PMI Manufaktur Tembus 53,8, Tanda Ekonomi RI Bangkit?
Jakarta, CNBC Indonesia - Kinerja Manufaktur Indonesia menunjukkan tren ekspansif pada Februari 2026. Tercatat, PMI Manufaktur Indonesia meningkat ke level 53,8 dari Januari 2026 sebesar 52,6 dan menjadi capaian tertinggi dalam hampir dua tahun terakhir.
Direktur Jenderal Strategi Ekonomi dan Fiskal Kementerian Keuangan menjelaskan penguatan ini didorong oleh lonjakan permintaan baru yang diimbangi pertumbuhan produksi secara signifikan.
"Resiliensi ekonomi domestik menjadi modal penting di tengah situasi global yang dinamis," ujar Febrio dalam keterangan resminya dikutip Senin (2/3/2026).
Adapun PMI Manufaktur sejumlah mitra dagang utama Indonesia juga menunjukkan tren ekspansif, seperti Vietnam (54,3), Thailand (53,5), India (57,5), Jepang (53,0), dan Amerika Serikat (51,2), sehingga mendukung prospek ekspor manufaktur nasional
Febrio menjelaskan sentimen positif tersebut juga didukung menguatnya permintaan domestik.
Pada Januari 2026, Indeks Penjualan Riil (IPR) tumbuh 7,9% (yoy), didorong peningkatan penjualan makanan dan minuman, sandang, dan mobilitas masyarakat.
"Penguatan konsumsi juga terlihat dari penjualan kendaraan bermotor yang positif, dengan penjualan sepeda motor naik 3,1% dan penjualan mobil tumbuh 7,0%," ujarnya.

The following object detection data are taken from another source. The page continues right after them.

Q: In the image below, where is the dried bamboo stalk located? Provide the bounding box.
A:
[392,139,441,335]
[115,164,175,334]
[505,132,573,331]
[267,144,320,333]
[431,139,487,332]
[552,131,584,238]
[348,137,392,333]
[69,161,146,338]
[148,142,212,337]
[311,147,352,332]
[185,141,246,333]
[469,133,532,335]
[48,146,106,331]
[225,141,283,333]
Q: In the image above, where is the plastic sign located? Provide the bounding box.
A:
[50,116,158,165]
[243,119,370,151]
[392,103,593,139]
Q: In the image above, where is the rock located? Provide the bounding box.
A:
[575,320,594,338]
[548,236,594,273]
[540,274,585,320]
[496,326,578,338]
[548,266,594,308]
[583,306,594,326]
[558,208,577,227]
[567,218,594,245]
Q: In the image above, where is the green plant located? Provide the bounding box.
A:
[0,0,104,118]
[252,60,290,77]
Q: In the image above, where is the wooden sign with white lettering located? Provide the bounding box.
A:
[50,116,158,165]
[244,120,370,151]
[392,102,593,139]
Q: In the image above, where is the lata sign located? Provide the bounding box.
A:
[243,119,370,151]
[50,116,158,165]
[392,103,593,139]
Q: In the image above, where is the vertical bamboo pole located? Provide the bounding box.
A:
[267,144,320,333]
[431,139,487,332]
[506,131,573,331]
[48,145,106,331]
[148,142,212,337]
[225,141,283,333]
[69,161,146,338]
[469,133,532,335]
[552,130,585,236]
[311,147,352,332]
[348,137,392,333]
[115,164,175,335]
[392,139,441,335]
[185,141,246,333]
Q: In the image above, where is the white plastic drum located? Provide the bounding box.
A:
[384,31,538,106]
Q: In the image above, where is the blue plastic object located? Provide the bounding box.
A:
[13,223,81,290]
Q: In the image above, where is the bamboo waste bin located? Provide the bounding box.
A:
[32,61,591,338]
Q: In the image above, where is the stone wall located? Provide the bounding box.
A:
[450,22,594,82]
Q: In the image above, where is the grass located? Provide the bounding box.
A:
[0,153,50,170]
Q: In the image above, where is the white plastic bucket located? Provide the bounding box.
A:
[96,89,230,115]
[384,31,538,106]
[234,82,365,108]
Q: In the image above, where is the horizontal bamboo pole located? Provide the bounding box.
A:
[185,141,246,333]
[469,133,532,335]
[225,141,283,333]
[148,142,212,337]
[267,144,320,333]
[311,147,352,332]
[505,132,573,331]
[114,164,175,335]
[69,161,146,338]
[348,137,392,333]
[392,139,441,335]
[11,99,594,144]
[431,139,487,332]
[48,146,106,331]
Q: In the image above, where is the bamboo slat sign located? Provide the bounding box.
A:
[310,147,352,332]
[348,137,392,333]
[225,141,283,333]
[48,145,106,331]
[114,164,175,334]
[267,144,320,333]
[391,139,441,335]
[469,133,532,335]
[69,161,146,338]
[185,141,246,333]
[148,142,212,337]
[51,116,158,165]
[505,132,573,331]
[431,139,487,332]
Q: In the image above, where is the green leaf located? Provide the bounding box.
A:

Selain itu, optimisme masyarakat tetap terjaga, tercermin dari Indeks Keyakinan Konsumen (IKK) Januari 2026 yang berada pada level optimis 127, meningkat dibandingkan bulan sebelumnya di 123,5.
Di sisi lain, neraca perdagangan surplus US$ 0,95 miliar. Surplus ditopang oleh kinerja ekspor yang mencapai US$ 22,16 miliar atau tumbuh 3,39% (yoy), didorong oleh ekspor nonmigas.
Kinerja ekspor nonmigas didorong sektor industri pengolahan yang tumbuh 8,19% (yoy), utamanya minyak kelapa sawit, nikel, besi dan baja, serta komoditas bernilai tambah tinggi seperti otomotif dan elektronik.
Sementara itu, impor tercatat sebesar US$ 21,20 miliar atau tumbuh 18,21% (yoy), didominasi kenaikan bahan baku dan barang modal, sejalan dengan meningkatnya aktivitas produksi dan investasi domestik.
Dari sisi global, risiko global akibat konflik di Timur Tengah akan terus dipantau secara cermat, khususnya pasca serangan Israel dan Amerika Serikat terhadap Iran pada 28 Februari 2026 yang diikuti penutupan Selat Hormuz.
Febrio menjelaskan, risiko gangguan terhadap rantai pasok global, terutama pasokan energi dan minyak bumi, serta peningkatan volatilitas pasar keuangan global menjadi perhatian utama.
Ketegangan perdagangan global juga berpotensi menekan kinerja ekspor nasional melalui pelemahan permintaan eksternal dan peningkatan biaya logistik.
"Pemerintah terus memantau secara cermat dinamika geopolitik global serta berbagai risiko yang berpotensi memengaruhi perekonomian nasional," ujar Febrio.